- Rukin expedition: Part of Adai rebellion
| Date | 27 March-5 April [O.S. 15-24 March] 1870 |
| Location | Mangyshlak Peninsula, Russian Empire (Modern day Kazakhstan) |
| Result | Kazakh victory |

Belligerents
- Kazakhs of Adai: Russia

Commanders and leaders
- Isa Tlenbaev [ru]: Nikolai Rukin [ru] †

Strength
- 200: 38 Cossacks, four officers and groups of Kazakh biys

Casualties and losses
- Unknown: Whole squad annihilated

= Expedition of Rukin =

The Rukin expedition (Экспедиция отряда Рукина) was the first attempt to suppress the uprising on Mangyshlak, due to the incredible numerical superiority, as well as the mistakes of the head of the detachment, the campaign ended with the death of the Russians.

==Expedition==
Commander Rukin gathered 40 people in the Alexander Fort to suppress unrest in the steppe with a short sortie, when he went on a sortie, the detachment realized that it was surrounded by a huge force of 200 people with 200 guns, the Russians maneuvered for about a day and gained time, However, when the cartridges began to run out, negotiations began in the camp. Rukin told one Cossack:

Our business is bad.
Here's my double-barrelled shotgun for you, take it and save yourself, as you know. There's nothing more we can do.

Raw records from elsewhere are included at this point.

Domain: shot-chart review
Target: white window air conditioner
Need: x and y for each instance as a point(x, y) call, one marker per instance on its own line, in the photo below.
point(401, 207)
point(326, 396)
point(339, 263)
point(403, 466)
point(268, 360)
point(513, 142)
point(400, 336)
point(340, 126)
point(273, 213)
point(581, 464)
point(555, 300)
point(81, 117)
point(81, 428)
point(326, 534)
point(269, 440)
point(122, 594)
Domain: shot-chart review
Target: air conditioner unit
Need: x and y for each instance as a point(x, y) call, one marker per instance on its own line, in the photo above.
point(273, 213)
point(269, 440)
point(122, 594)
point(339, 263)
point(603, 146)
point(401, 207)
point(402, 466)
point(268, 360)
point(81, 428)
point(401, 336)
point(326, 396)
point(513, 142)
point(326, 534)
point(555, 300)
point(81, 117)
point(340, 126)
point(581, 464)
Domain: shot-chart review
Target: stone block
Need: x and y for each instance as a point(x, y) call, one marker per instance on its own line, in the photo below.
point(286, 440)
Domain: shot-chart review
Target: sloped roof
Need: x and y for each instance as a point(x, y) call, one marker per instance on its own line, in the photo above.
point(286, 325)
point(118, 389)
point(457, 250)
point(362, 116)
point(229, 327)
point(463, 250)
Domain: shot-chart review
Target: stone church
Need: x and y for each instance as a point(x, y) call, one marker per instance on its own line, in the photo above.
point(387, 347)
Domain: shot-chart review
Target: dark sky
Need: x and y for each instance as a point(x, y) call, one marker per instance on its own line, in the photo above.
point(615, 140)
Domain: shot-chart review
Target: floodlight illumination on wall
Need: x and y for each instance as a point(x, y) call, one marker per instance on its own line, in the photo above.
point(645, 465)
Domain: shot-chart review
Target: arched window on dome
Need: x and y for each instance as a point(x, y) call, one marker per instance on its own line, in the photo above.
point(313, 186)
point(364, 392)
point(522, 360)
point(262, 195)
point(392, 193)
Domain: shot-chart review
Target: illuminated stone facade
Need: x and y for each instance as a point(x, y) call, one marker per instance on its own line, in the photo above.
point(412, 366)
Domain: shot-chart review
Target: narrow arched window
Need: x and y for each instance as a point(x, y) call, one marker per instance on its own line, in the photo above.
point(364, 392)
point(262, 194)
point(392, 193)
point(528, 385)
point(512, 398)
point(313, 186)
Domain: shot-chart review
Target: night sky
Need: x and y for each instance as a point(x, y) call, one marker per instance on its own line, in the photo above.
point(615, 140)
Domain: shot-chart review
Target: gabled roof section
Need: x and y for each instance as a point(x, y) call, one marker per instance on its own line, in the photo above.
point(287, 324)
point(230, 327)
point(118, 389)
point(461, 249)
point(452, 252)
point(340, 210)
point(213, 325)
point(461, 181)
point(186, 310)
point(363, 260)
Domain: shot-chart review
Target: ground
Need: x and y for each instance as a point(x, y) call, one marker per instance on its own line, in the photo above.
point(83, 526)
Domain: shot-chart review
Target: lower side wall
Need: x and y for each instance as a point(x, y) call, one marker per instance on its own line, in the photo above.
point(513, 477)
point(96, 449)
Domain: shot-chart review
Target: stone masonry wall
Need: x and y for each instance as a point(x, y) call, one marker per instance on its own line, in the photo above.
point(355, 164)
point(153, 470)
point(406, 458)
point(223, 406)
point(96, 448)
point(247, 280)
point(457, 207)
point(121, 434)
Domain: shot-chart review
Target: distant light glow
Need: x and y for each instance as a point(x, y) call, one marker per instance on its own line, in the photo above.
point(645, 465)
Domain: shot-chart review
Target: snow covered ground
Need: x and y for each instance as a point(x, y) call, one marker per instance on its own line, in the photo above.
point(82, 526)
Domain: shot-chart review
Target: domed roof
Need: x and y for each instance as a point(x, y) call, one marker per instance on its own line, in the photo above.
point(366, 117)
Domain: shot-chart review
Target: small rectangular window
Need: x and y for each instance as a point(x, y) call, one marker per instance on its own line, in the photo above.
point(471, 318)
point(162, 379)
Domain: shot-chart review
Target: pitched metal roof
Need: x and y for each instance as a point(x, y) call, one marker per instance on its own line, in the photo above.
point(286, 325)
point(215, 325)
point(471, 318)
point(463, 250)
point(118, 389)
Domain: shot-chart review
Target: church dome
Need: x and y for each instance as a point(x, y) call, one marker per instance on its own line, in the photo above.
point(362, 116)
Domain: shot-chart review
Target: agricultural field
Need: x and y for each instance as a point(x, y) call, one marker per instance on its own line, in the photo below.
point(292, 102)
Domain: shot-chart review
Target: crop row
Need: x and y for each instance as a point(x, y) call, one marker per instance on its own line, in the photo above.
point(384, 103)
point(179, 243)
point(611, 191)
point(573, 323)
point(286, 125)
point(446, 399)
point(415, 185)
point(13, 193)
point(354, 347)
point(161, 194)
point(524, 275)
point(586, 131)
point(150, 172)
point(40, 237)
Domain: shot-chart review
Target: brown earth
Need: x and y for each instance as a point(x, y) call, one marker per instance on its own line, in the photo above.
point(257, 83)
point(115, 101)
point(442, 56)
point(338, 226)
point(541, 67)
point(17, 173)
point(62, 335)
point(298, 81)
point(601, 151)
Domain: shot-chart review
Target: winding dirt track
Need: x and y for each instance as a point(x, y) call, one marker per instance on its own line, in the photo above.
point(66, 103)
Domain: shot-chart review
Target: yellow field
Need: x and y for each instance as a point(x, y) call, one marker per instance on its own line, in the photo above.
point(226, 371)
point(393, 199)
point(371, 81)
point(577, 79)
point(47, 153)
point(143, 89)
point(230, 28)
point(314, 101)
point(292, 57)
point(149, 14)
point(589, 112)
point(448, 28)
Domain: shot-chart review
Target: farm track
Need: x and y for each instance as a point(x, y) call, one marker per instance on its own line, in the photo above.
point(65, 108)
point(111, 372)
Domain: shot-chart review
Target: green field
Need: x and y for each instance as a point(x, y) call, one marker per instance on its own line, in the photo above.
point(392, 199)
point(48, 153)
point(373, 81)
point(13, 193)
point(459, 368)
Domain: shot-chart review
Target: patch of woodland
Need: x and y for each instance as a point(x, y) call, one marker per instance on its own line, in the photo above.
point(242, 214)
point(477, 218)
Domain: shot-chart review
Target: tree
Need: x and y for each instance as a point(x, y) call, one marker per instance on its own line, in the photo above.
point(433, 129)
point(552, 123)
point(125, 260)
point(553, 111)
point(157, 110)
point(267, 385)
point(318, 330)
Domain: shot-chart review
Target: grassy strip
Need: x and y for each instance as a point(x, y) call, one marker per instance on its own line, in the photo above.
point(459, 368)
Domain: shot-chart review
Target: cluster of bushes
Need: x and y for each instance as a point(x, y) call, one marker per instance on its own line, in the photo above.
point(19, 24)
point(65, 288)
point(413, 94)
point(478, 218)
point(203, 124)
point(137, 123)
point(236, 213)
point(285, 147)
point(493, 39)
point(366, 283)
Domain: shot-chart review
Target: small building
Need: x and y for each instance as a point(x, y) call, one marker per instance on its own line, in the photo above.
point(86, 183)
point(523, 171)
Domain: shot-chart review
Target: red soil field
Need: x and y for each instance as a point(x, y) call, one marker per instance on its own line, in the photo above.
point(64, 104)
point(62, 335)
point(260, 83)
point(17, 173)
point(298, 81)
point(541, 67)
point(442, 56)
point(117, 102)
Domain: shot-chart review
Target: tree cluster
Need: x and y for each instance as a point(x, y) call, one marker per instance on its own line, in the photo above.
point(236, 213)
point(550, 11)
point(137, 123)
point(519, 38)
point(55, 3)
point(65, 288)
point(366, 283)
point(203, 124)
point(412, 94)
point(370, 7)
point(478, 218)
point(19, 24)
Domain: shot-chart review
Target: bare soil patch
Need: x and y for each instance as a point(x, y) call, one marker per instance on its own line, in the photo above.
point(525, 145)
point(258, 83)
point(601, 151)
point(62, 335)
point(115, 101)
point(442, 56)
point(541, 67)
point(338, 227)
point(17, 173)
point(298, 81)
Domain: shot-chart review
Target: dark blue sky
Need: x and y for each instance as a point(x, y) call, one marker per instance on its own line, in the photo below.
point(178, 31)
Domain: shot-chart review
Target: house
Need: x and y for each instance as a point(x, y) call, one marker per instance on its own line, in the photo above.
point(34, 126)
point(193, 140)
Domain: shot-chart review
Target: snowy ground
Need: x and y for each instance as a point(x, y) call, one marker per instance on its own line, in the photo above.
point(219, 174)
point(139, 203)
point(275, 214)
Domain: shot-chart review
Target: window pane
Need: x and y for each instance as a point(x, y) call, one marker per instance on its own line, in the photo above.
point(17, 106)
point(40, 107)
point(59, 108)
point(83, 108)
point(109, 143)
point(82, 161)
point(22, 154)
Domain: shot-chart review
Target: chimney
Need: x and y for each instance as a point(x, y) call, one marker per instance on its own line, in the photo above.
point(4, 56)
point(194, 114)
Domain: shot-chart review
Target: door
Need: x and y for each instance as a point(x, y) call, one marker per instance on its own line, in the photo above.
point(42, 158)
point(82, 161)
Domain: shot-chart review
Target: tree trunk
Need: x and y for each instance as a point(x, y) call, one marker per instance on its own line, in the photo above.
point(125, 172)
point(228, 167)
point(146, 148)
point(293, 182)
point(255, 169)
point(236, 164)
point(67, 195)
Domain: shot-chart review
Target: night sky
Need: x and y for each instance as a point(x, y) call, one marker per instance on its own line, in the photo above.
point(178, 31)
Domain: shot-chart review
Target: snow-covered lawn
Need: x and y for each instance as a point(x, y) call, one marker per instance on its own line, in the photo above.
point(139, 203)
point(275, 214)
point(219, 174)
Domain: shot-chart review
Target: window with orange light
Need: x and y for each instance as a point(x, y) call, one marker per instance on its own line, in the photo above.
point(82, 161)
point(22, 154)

Rukin decided to negotiate. The Kazakhs cajoled him with words about the excellent attitude towards the prisoners and asked him to lay down his arms, the whole squad understood that this was stupid because A similar case occurred in 1717, when an entire detachment died due to the general's excessive credulity, however, Rukin was adamant when the Cossacks came out of hiding a whole crowd piled on them and killed almost everyone, taking 3 people prisoner. Rukin himself decided to shoot himself out of grief.
==Aftermath==
The victory over the detachment inspired the majority of the population of the peninsula, and the rebels began to attack local settlements, in particular the military capital Fort Alexandrovsky.
Rukin was scalped and sent along with the prisoners into slavery to the Khan of Khiva, after the campaign of 1873 they were released.